Median time interval between 117 recurrent CDI episodes for 82 patients
| Episode type | No. (%) of patients | Interval (days) | Range (days) | P value |
|---|---|---|---|---|
| Single recurrence | ||||
| Relapse (n = 36) | 36 (69.2) | 48 | 19–402 | 0.01 |
| Reinfection (n = 16) | 16 (30.8) | 108 | 23–1,260 | |
| Multiple recurrence | ||||
| Relapse (n = 23) | 11 (36.7) | 30 | 15–319 | 0.03 |
| Reinfection (n = 17) | 8 (26.6) | 40 | 17–325 | |
| Relapse + reinfection (n = 25) | 11 (36.7) | 78 | 17–778 |
A comparison of all CDI recurrences defined by either MLVA or CDC recommendations (interval between episodes) was performed. There were 61 recurrent CDI episodes that occurred within 2 to 8 weeks (representing relapses as defined by CDC recommendations) of the previous episode. Of these, 17 (28%) were considered reinfections as determined by MLVA (STRD ≥ 3) (Fig. 1). There were 56 recurrent CDI episodes that occurred more than 8 weeks after the previous episode that would be considered reinfections by CDC recommendations. Of these, 27 (48%) were classified as relapses by MLVA (STRD ≤ 2) (Fig. 1). Thus, the 8-week cutoff misclassified 44/117 (38%) recurrent CDI episodes.
Fig 1.
Recurrent CDI episodes (n = 117) plotted as a function of STRD and interval (days). Episode 2, n = 82; episode 3, n = 30; episode 4, n = 5. Vertical and horizontal dashed lines indicate interval and MLVA cutoffs, respectively, for defining relapse and reinfection. STRD, sum of the tandem-repeat differences.
DISCUSSION
In this study, prior infection with the BI/NAP1/027 epidemic strain was a significant risk factor for the development of recurrent CDI due to relapse.
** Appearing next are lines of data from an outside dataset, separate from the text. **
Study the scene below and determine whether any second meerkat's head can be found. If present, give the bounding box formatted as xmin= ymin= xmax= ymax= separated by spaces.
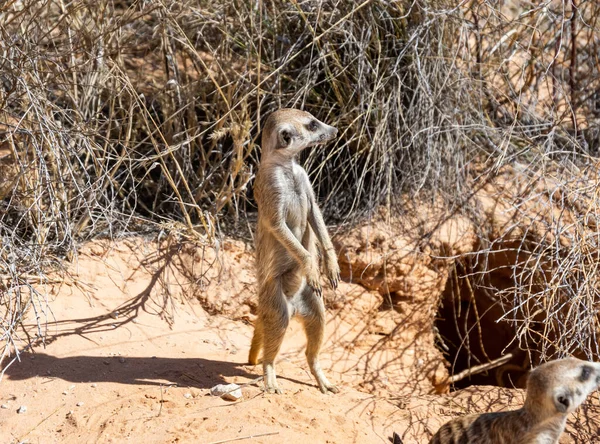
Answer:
xmin=525 ymin=358 xmax=600 ymax=415
xmin=262 ymin=108 xmax=337 ymax=158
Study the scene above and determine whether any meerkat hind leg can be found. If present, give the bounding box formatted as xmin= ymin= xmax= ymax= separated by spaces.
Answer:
xmin=295 ymin=285 xmax=340 ymax=393
xmin=260 ymin=278 xmax=290 ymax=394
xmin=248 ymin=316 xmax=264 ymax=365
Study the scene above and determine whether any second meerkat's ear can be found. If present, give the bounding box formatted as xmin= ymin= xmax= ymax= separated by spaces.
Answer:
xmin=554 ymin=390 xmax=573 ymax=413
xmin=277 ymin=128 xmax=294 ymax=148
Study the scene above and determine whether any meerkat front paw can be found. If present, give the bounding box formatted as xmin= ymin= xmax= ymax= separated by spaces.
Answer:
xmin=325 ymin=255 xmax=340 ymax=290
xmin=305 ymin=258 xmax=323 ymax=296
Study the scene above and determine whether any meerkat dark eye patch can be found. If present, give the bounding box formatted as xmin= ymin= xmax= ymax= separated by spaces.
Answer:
xmin=579 ymin=365 xmax=592 ymax=382
xmin=306 ymin=119 xmax=319 ymax=131
xmin=277 ymin=130 xmax=293 ymax=148
xmin=555 ymin=393 xmax=571 ymax=413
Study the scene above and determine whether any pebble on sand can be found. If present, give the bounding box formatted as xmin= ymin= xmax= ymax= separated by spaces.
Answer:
xmin=210 ymin=384 xmax=242 ymax=401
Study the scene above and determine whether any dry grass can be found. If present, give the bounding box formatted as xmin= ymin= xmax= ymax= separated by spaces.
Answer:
xmin=0 ymin=0 xmax=600 ymax=374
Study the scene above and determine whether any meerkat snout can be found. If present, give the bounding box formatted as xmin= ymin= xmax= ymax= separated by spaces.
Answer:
xmin=262 ymin=108 xmax=338 ymax=159
xmin=430 ymin=358 xmax=600 ymax=444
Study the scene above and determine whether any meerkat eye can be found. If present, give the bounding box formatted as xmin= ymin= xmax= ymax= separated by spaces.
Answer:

Two very recent studies have described increased recurrence rates and a trend toward a higher incidence of relapse among patients infected with BI strains as defined by REA typing (8, 26). These data could have major implications for treatment and development of new therapeutics that specifically target infection with BI/NAP1/027 strains. Treatment of recurrent CDI is more difficult, as no single therapy has been proven to prevent recurrence in all patients (11). While the recurrence rate observed in patients treated with fidaxomicin was lower than was seen with vancomycin, this effect was limited to patients with non-BI/NAP1/027 infections (15.4% versus 25.3%; P = 0.005) (16). Similar results were observed in recent phase 3 clinical trials, where recurrence rates were significantly reduced in patients treated with fidaxomicin versus vancomycin for non-BI/NAP1/027 infections but no difference in rates of recurrence was observed in BI/NAP1/027 infections (26). Moreover, the same study demonstrated that patients with BI/NAP1/027 infections have a reduced overall cure rate (26). Together, these results demonstrate the need for further characterization of BI/NAP1/027 to assess the biological basis for relapse among these strains.
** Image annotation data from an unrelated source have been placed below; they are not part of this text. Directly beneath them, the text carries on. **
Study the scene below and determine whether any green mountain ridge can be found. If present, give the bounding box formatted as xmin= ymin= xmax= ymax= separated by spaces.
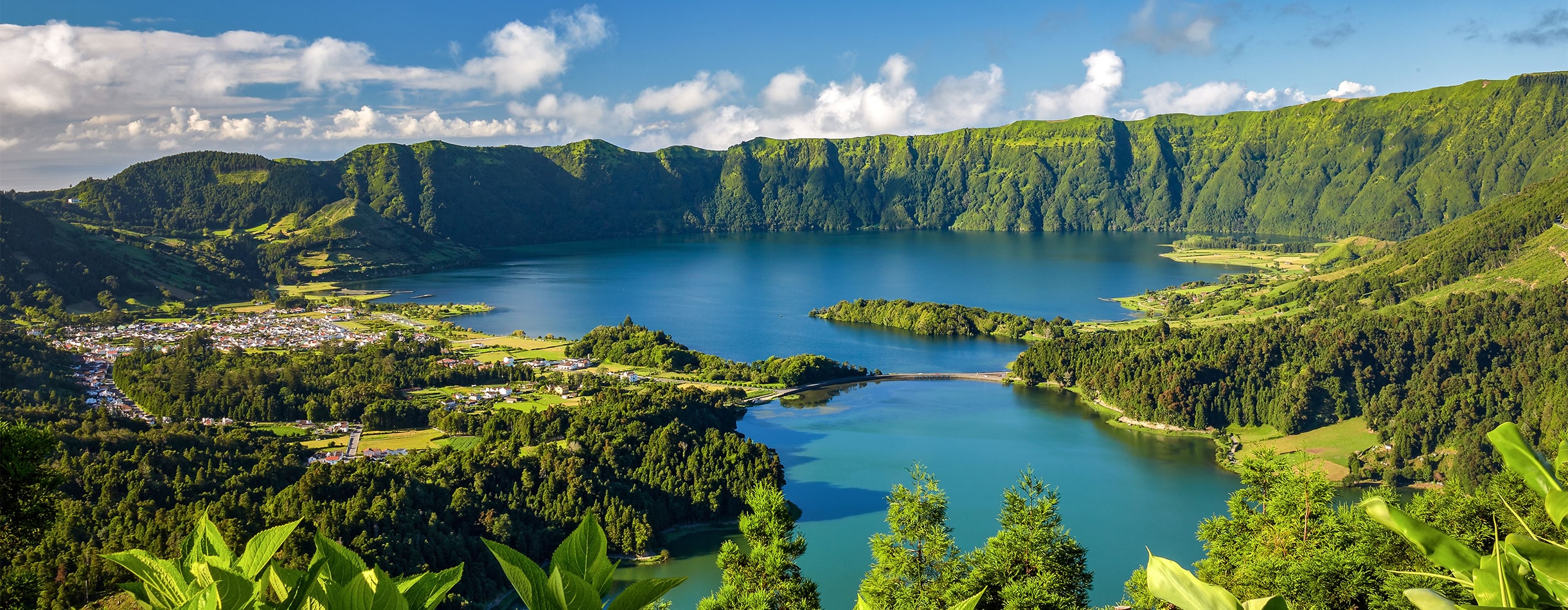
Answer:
xmin=22 ymin=72 xmax=1568 ymax=282
xmin=1013 ymin=173 xmax=1568 ymax=483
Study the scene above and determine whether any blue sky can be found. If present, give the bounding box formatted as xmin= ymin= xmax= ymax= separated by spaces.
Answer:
xmin=0 ymin=0 xmax=1568 ymax=188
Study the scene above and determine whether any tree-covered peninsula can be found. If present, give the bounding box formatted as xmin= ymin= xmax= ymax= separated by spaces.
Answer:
xmin=810 ymin=298 xmax=1071 ymax=339
xmin=19 ymin=72 xmax=1568 ymax=292
xmin=1013 ymin=176 xmax=1568 ymax=483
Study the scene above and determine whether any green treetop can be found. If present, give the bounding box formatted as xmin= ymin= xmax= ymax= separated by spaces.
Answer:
xmin=963 ymin=471 xmax=1094 ymax=610
xmin=861 ymin=464 xmax=965 ymax=610
xmin=698 ymin=485 xmax=822 ymax=610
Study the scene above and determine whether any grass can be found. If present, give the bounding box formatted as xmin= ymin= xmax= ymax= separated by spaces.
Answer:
xmin=1237 ymin=417 xmax=1376 ymax=482
xmin=301 ymin=434 xmax=348 ymax=448
xmin=1161 ymin=248 xmax=1317 ymax=271
xmin=431 ymin=436 xmax=480 ymax=451
xmin=359 ymin=428 xmax=447 ymax=451
xmin=251 ymin=423 xmax=310 ymax=436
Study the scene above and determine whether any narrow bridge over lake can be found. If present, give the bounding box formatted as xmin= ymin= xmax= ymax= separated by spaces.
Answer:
xmin=746 ymin=370 xmax=1008 ymax=403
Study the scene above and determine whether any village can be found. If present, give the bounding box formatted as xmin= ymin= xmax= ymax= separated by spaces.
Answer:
xmin=53 ymin=308 xmax=420 ymax=356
The strong association of opiates with CDI relapse may be due to the antimotility effect of these agents. The clinical utility of antimotility drugs for adjunctive therapy of CDI has recently been questioned for several reasons, including the finding that resolution of CDI symptoms correlates with a decrease in detectable C. difficile levels in patient stool (1, 9). Slowing the transit of bowel contents may impede effective elimination of the organism, lead to spore accumulation, and contribute to future recurrent CDI episodes due to the original infecting strain.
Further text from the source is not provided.